Gençlerimizin ve insanımızın içine düştüğü bu manevi problemlerinin kaynağında Avrupa-i/batılı hayat tarzına gösterilen imrenme, özenti, taklitçilik ve bunlardan kaynaklı problemler yatmaktadır. Gençlerin kişiliklerinin olgunlaşmasında ve psikolojik sorunlarını aşmalarında dini inanç ve duygular etkileyici bir faktördür. Gençliği ideal manada yetiştirebilmemiz için onlara Kur’an’ın gösterdiği ideal örnekleri model olarak sunmamız önem arz etmektedir.
Her derdin devası olduğuna göre elbette ki bu sorunların da devası vardır ve çözüm yolu Kur’an’dadır, Kur’an’ın gösterdiği “Üsve-i Hasene”lerdedir. Üsve-i Hasene, yani güzel örneklerin peşinden gitmek, onların yolunu takip etmek, o yolda yürümektir. Kur’an-ı Kerim’de bahsi geçen bu örneklerden bir erkek, bir kadın ve bir grup genci konu edinerek gençlik çağımızı nasıl geçirmemiz gerektiğine dair kendimize nasihatler edinebiliriz:
İlk örneğimiz “iffet tükenmez bir hazinedir, iffetini kaybeden her şeyini kaybetmiştir” mesajını veren Hz. Yusuf (as). Züleyha’nın o çirkin davetine karşı şehevi duygularına yenilmeyerek, kardeşlerinin her türlü kötülüğüne rağmen kine karşı affı tercih ederek, şehvet ve kin peşinde koşmanın asıl kölelik olduğunu gösterdi. Hz. Yusuf, bedeni köle olanların ruhlarının özgür kalabileceğinin; zorlukların ve yüksek makamların kimliği ve kişiliği bitirmediğinin, bitiremeyeceğinin en güzel örneğidir.

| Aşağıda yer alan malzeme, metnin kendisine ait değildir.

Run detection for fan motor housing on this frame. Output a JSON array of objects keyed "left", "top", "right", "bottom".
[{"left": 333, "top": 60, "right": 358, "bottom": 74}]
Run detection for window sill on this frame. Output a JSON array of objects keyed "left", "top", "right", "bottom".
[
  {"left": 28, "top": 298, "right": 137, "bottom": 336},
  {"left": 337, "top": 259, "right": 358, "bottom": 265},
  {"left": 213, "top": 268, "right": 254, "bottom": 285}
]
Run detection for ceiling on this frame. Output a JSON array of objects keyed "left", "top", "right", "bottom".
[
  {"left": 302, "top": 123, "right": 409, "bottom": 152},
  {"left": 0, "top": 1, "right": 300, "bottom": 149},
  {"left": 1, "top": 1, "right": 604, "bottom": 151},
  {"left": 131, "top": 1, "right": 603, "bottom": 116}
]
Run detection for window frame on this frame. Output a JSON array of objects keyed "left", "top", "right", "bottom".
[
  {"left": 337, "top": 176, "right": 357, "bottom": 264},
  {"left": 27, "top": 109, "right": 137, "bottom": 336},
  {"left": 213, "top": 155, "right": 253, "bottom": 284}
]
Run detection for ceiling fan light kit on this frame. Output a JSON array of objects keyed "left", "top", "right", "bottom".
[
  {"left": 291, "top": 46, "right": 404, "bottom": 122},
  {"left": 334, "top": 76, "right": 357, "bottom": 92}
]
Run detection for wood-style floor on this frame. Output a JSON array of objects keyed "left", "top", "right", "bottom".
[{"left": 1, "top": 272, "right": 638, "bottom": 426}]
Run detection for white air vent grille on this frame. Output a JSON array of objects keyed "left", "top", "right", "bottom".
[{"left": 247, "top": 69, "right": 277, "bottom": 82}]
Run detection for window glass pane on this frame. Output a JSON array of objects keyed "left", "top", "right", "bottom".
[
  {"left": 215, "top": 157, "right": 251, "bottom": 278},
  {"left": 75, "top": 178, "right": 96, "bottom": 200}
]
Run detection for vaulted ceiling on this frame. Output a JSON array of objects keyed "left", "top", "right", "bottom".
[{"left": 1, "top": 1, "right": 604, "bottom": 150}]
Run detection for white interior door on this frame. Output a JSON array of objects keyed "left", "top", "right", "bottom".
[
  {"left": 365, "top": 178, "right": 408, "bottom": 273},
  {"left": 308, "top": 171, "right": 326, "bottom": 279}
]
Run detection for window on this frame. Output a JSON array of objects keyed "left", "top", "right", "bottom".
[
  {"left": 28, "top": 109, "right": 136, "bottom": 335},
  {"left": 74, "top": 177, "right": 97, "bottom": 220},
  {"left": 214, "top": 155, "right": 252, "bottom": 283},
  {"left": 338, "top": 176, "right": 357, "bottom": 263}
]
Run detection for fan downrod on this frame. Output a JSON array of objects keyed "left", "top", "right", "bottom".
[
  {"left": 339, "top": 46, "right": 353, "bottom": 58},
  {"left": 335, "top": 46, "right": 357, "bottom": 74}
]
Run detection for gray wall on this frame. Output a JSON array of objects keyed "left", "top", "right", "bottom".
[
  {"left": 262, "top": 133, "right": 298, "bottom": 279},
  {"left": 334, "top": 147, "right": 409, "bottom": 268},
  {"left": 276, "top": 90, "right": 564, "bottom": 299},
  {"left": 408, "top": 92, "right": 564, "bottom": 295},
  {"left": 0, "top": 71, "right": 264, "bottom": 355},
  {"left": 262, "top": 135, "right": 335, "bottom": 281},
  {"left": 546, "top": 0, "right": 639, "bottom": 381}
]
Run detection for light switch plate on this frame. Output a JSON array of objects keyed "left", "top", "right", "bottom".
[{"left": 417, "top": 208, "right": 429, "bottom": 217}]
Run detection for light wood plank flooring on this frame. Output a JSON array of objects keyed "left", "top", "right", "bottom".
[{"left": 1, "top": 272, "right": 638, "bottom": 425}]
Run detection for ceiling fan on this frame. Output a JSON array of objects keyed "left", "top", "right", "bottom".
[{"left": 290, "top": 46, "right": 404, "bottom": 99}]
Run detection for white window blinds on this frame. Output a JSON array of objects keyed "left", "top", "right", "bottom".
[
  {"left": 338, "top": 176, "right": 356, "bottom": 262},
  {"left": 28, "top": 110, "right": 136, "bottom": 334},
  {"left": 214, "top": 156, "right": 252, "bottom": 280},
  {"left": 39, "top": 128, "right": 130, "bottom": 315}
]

Hz. Yusuf (as)’un mücadelesinden çıkan bir başka mesajda şudur: “Güç iffetle çatışınca zillete, iffetle barışınca izzete dönüşür.”
İkinci örneğimiz, Kur’an’da kadınlar ve genç kızlar için bir iffet örneği olarak zikredilen Hz. Meryem (as). Hz. Meryem tenha bir yerde kendisine beşer suretinde gelen meleğe; “eğer başkasının hak ve hukukunu çiğnemekten sakınan biri isen (bana sakın yaklaşma, değilse) senden rahmeti bol olan Allah’a sığınırım” diyerek iffet örneği sergilemiş ve melek olduğundan habersiz olduğu kişiye Rahman’ın merhametini hatırlatarak kendisine dokunmamasını istemiştir.
Son örneğimiz ise, gençliğe örnek olarak Ashabı Kehf. Davalarını yaşatmak için dünyevi imkanları ellerinin tersiyle iten bir avuç genç; herkesin ulaşmak için bir ömür çırpındığı makamları, sarayı, rahatı bir çırpıda bırakırlar. Gençlere ve tüm insanlığa; “saraylar, makamlar, imanınızı çalmaya kalkarsa onları yere çalın” mesajını ulaştırdılar. Ölümden korktukları için değil, davayı yaşatmak için dağlara yol alırlar, bir mağaraya sığınırlar.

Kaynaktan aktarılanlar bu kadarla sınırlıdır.